Foursquare said today that it will begin testing what it calls a new "sixth sense" feature that offers location-based recommendations that guide users toward things "you didn't even know you were looking for."
People who activate the new feature will receive proactive recommendations about menu items at a restaurant they're sitting at or get a list of local hotels and bars when they stroll into a new part of town or land in a new city.
For example, one update might read: "At Kanoyama Sushi? People talk about: 'superman roll,' 'tuna ribs and 'surprisingly cheap omakase.'"
The spontaneous discovery will be a fun experience for Foursquare users and a benefit to local businesses. The benefit is relatively clear: a new way to have people discover your business who might not have otherwise. It's like a spontaneous, free, unsolicited advertisement.

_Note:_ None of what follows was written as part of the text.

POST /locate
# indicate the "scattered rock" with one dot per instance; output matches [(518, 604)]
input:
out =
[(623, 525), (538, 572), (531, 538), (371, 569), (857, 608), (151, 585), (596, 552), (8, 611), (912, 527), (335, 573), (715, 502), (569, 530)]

The new feature is a big part of Foursquare's overall vision toward developing a social software that "serendipitously" alerts users to nearby friends, merchants, deals and other insights. This is what Foursquare hopes will set it apart from competitors like Yelp. In April, Foursquare landed $41 million from private equity fund Silver Lake Partners and a cadre of venture capital firms to help the company grow beyond simply allowing users to check in.
Unlike other apps that go too heavy on the push notifications, Foursquare promises to be smarter -- not pushing you toward a dive bar on your 8 a.m. commute for instance. The update also pledges to be easier on mobile phone batteries as it uses background location data which can be a drain.
For now, the new recommendations feature will only be available to some Android users before it's rolled out to the Android community at large, the company said on its blog. It will create a similar version for iOS after that.